Andrew Auernheimer, commonly known as AT&T Hacker Weev, has just received sentencing on one charge of conspiracy to access a computer without authorization (18 U.S.C. § 1030(a)(2)(C) part of the Computer Fraud and Abuse Act of 1986) and fraud in connection with personal information (18 U.S.C. § 1028(a)(7)).
He will serve 41 months in a federal prison, with concurrent probation for three years. He also owes restitution to the U.S. Treasury to be dispersed to AT&T in the amount of $73,000.
Both charges have a maximum sentence of five years, meaning that Auernheimer will only serve about a third of the possible maximum sentence.

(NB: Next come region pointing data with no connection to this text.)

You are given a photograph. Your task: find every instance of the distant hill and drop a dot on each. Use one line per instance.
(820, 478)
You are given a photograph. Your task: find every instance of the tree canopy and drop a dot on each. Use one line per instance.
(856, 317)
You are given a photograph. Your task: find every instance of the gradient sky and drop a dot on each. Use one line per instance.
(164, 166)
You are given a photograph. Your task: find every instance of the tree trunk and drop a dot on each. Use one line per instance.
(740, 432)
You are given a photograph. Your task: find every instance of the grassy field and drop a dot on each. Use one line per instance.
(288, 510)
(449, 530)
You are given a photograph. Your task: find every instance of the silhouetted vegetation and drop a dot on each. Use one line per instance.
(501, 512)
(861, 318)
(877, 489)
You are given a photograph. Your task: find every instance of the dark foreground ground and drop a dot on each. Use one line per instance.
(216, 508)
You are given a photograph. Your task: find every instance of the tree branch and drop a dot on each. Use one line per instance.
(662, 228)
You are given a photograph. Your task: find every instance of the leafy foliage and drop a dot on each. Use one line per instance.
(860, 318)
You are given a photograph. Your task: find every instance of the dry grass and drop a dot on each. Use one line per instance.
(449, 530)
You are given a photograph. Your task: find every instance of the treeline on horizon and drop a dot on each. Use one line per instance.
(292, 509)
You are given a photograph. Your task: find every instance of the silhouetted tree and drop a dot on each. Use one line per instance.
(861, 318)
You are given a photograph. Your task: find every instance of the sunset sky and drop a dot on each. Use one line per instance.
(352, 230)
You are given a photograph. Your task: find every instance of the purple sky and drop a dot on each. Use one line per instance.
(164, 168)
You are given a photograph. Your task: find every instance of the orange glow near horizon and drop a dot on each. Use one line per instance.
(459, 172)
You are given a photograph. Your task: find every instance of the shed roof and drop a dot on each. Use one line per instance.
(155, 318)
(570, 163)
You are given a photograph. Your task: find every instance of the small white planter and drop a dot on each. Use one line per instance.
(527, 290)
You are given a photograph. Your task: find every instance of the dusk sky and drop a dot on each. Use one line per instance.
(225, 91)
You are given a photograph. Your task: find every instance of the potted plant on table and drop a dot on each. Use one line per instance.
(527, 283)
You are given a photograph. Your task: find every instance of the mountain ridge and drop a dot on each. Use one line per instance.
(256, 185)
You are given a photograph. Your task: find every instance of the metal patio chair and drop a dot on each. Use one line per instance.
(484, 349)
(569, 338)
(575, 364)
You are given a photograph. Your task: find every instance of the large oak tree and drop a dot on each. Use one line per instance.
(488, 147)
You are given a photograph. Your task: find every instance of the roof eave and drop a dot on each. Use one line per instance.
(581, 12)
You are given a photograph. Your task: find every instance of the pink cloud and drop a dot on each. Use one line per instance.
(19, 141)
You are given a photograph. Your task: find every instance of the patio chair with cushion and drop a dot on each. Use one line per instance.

Auernheimer, a Crunchies award winner, was also apprehended in the courtroom today by 10 officers after trying to use his phone. He returned to the courtroom in shackles. He’ll have ten days to appeal the decision.
In 2010, Auernheimer revealed a security flaw in AT&T’s iPad user data base, letting him reveal data from 114,000 iPad 3G users. Rather than hand over this information to AT&T immediately, Auernheimer first revealed this information to a journalist at Gawker Media.
This sentencing highlights a huge obstacle in the judicial system with reference to hacking. Many say that Aaron Swartz, internet activist and J-stor hacker, committed suicide because of the aggressive prosecution against him. Auernheimer’s case isn’t all that different. He exposed a security flaw for AT&T, quite easily in fact, but is still going to jail for more than three years.
Hopefully, after everything he’s been through, AT&T will be able to spare a “thank you” to Auernheimer not only for the $73,000 in restitution but for discovering the gaping AT&T security hole to begin with.